Her specialty: celebrating the black Brahmins
Brookline is home to many esteemed academics, published authors with busy book-promotion tours, African-Americans, and octogenarians.
Adelaide Cromwell may be the only Brookline resident who is all of the above. And as if to show that it's all easier than one thinks, the 87-year-old has just published another book on the accomplishments of her forebears.
The book, "Unveiled Voices, Unvarnished Memories," is the history of the Cromwell family from 1692 to 1972. Her grandfather was a lawyer and newspaper publisher, a descendant of slaves who purchased their own freedom.
"My father was one of many well-educated people" in the black community of Washington, D.C., she said, noting he was a Phi Beta Kappa member at Dartmouth College (class of 1906). He was Washington's first black practicing certified public accountant, she said, and, because he couldn't get promoted in a segregated society, eventually became his own boss.
Other Cromwell relatives include cousin Edward Brooke, who was the first black to be elected to the US Senate by popular vote when Massachusetts sent him to Washington in 1966. Like Adelaide, he was born in 1919 and has a new book out: "Bridging the Divide: My Life."
And then there's her aunt, Otelia Cromwell, the first black graduate (class of 1900) of Smith College in Northampton. Otelia completed a doctorate in history at Yale.
"She said in a letter to her father that she wasn't going to do her dissertation on the Negro," Cromwell said. "She said, 'Any work I might do in that line would be independent, because naturally I know more about it than most of the people here.' "
Cromwell graduated from the best black high school in Washington, Paul Laurence Dunbar, and went on to complete degrees at Smith - where she is president of her alumnae class - and the University of Pennsylvania.
For her doctoral dissertation at Radcliffe in 1952, she wrote on the black elite of Boston, which she published in 1994 as "The Other Brahmins." On that subject, Cromwell has found many underreported facets to document, such as the black community on Martha's Vineyard, where she maintains a second home, and Boston Latin's African-American graduates.
From the Revolutionary War onward, Boston boasted a small number of educated and accomplished black residents. Because of social and legal restrictions, many of these community leaders didn't attain wealth or social prominence outside the black community, said Cromwell. However, they opened summer homes in Oak Bluffs on the Vineyard, and established the first schools for blacks, and their organizations were covered by William Lloyd Garrison's newspaper, The Liberator.
These families produced the state's first black teachers, doctors, and lawyers.

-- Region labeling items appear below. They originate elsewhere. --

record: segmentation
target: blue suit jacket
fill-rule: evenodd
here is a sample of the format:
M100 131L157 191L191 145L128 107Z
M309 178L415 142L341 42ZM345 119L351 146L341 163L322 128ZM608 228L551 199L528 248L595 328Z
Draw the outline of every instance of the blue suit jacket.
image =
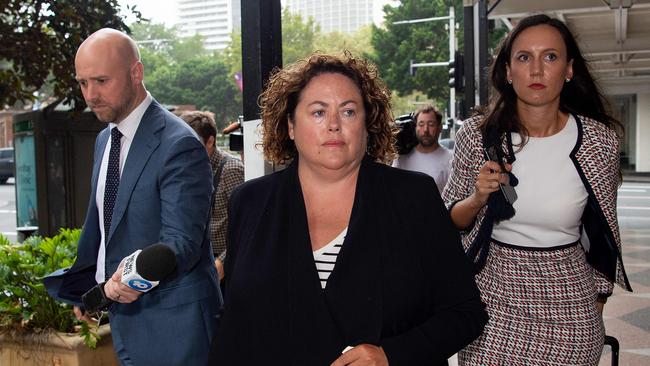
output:
M102 155L110 136L95 143L92 194L77 260L46 280L66 302L96 284L101 240L95 201ZM106 239L106 276L122 258L161 242L176 254L176 270L131 304L109 309L116 344L135 365L206 364L222 299L209 239L212 173L205 148L192 130L156 101L145 112L120 179Z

After forming and fighting in one of the all-black regiments in the Civil War, many became Boston leaders, served in government posts, and established exclusive clubs.

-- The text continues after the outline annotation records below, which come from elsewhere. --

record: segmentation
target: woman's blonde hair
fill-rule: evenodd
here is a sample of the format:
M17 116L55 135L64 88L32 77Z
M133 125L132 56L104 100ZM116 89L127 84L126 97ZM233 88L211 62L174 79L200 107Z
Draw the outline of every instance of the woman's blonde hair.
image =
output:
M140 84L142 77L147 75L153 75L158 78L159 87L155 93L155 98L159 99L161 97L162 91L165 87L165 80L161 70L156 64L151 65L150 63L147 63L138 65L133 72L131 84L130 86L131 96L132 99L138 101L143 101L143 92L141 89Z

Today, surrounded with art and antiques from her work and travels, the diminutive Cromwell is energetic and blunt as she reviewed a career that started when she became the first black professor at Hunter College in 1946, and continued through her cofounding of the African studies program at Boston University in 1953, and her founding of BU's Afro-American studies program in 1969.

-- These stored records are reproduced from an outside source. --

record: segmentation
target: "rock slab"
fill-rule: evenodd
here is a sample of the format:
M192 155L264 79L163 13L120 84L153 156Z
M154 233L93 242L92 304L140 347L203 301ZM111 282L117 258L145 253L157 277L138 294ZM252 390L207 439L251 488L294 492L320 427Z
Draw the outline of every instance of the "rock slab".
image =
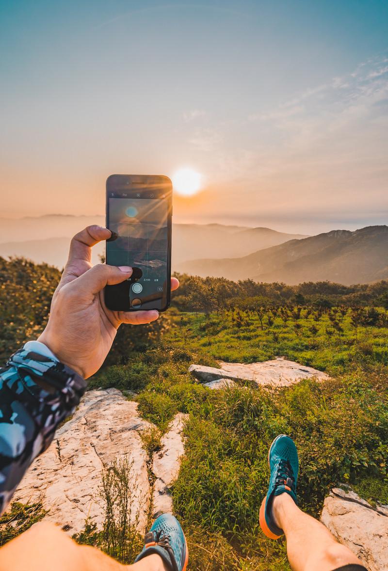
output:
M302 379L314 378L319 381L329 379L328 375L321 371L288 361L282 357L249 364L221 361L220 365L219 368L217 368L191 365L189 371L202 383L209 383L221 379L234 381L247 380L254 382L258 386L272 387L288 387Z
M153 516L173 511L171 486L178 477L181 458L185 453L182 431L189 415L178 412L161 440L161 449L153 455L154 485Z
M14 500L23 503L41 500L49 510L47 519L70 534L83 529L88 517L101 529L101 470L127 455L133 462L137 479L132 512L139 510L142 530L150 485L140 434L152 425L141 417L137 406L116 389L87 392L73 418L57 431L46 452L33 463Z
M321 520L369 571L388 570L388 510L373 508L353 491L333 488Z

Eventually, she became the African studies' administrator. The department was unique at the time, she said, because its focus was on independent, modern Africa, rather than just anthropology or as fertile ground for missionary activities.
"We had panache that other programs didn't have," she said. Africans visiting the United States would come to BU, and part of Cromwell's job would be to show them around.
While studying at Penn, she met Kwame Nkrumah, who went on to lead Ghana after the West African country gained independence from Great Britain. The meeting deepened her early interest in modern Africa.
Other subjects she has covered include Africa's meaning for black Americans, and a biography of a distinguished African feminist, Adelaide Smith Casely Hayford, who opened the first school for girls in Sierra Leone. "She's one of the women," said Cromwell, "who was on the cutting edge of change in Africa."
Cromwell has traveled Africa: to the then-Belgian Congo, to Ghana, and in 1983 to Liberia. Even there, her interest was in the African elites. "I was interested in the people who were becoming leaders," she said. "The Mercedes Africans."
Her broad-ranging activities also included serving on a commission of civilians - she was the only woman and only black - formed after the Charlestown prison riots of 1954. Along with criminologists and mental health professionals, Cromwell visited all of the state's prisons in an attempt to better conditions.
"It was fascinating, because you could see the changes before your eyes," she said of improvements in the prisoners' living conditions in the wake of the disturbances.
After divorcing her husband, she moved to Brookline about 25 years ago, she said, adding that she chose the town for its convenience to the T and its welcoming atmosphere.
"I didn't want a civil rights case," she said.
She also particularly liked the brick town house she was shown. "I liked this house right away," she said. "I grew up in a three-story brick town house just like it." She has one son, Anthony Cromwell Hill, a freelance journalist who graduated Harvard and lives in Cambridge.
Currently, Cromwell is a member of the Massachusetts Historical Commission, and her projects include the placement of historic markers on the former homes of prominent African-American men and women in Boston - mostly Beacon Hill - with the Heritage Guild, which she serves as president.
"I'm always finding something that needs doing," she said.